Des antibiotiques inefficaces.

Des souris susceptibles aux lithiases et nourries pendant huit semaines avec un régime lithogénique ont développé des lithiases biliaires sur lesquelles s’est déposé un biofilm au cours de l’infection persistante à un sérotype de salmonelle, le Typhimurium. Par voie de conséquence, la contamination fécale s’est retrouvée majorée, ainsi que la colonisation de la bile et de la vésicule. À Mexico, où l’infection est endémique, 5 % des patients ayant une lithiase vésiculaire étaient porteurs de salmonelles, et des biofilms bactériens ont été visualisés sur les lithiases. À l’inverse, il n’y avait pas de biofilm au cours d’une infection biliaire à E. coli.

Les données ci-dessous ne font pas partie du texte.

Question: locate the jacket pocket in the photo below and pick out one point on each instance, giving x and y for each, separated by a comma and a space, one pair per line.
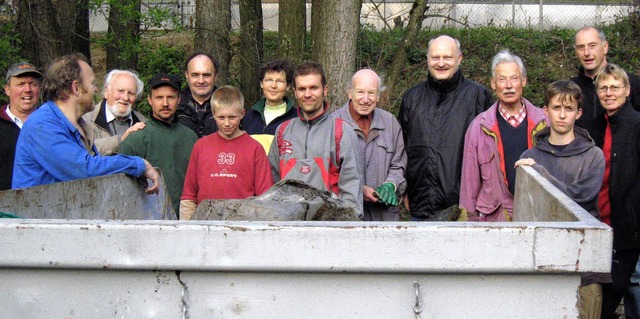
489, 196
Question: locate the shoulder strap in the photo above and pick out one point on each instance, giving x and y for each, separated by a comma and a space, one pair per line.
338, 137
281, 129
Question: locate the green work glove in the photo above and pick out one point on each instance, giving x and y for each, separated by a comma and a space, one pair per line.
387, 194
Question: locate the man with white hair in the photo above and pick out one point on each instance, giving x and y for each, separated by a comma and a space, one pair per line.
380, 147
434, 116
113, 119
494, 142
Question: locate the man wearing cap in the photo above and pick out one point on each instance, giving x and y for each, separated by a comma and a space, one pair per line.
194, 109
113, 119
23, 89
164, 142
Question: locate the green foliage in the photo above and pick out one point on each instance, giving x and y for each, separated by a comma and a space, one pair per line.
9, 53
157, 58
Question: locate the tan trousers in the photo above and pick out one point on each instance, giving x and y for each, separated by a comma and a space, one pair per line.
590, 301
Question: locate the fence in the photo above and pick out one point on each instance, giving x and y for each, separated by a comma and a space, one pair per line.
542, 14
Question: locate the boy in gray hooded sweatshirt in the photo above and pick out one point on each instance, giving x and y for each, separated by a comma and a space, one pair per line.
568, 157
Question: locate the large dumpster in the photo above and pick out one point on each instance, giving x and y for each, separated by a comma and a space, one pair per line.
115, 197
529, 268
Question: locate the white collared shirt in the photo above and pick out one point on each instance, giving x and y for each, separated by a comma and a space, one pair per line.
110, 117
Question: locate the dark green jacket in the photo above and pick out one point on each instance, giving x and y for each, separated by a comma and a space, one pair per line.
166, 146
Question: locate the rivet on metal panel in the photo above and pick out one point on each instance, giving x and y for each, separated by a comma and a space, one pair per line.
183, 297
417, 307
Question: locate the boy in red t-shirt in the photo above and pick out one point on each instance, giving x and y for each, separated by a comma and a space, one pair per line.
227, 164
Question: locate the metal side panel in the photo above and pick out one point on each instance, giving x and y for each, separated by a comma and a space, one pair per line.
76, 294
303, 246
114, 197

Les salmonelles infectant la vésicule biliaire peuvent entraîner une infection aiguë avec cholécystite, ou persister dans cet organe des années après les premiers symptômes. La bactérie utiliserait un mécanisme particulier favorisant la colonisation dans un environnement riche en bile, peu favorable à la multiplication bactérienne. Comme cette sécrétion digestive est émulsifiante et antimicrobienne, les salmonelles ont dû s’adapter pour résister aux propriétés détergentes. La formation d’un biofilm correspond à cette nécessité, celui-ci étant déposé sur les lithiases environnantes. En effet, le portage chronique bactérien est fréquemment associé à la présence de lithiases cholestéroliques, contrairement à celles composées de calcium. En cas de portage à la fois de Salmonella Typhi et de lithiases vésiculaires, les antibiotiques sont inefficaces pour éradiquer l’infection bactérienne, avec un risque élevé de carcinome hépatobiliaire. La découverte du rôle du biofilm devrait permettre le développement de nouveaux traitements pour diminuer le portage chronique à S Typhi et la transmission interhumaine.

Proc Natl Acad Sci USA, édition du 22 février 2010.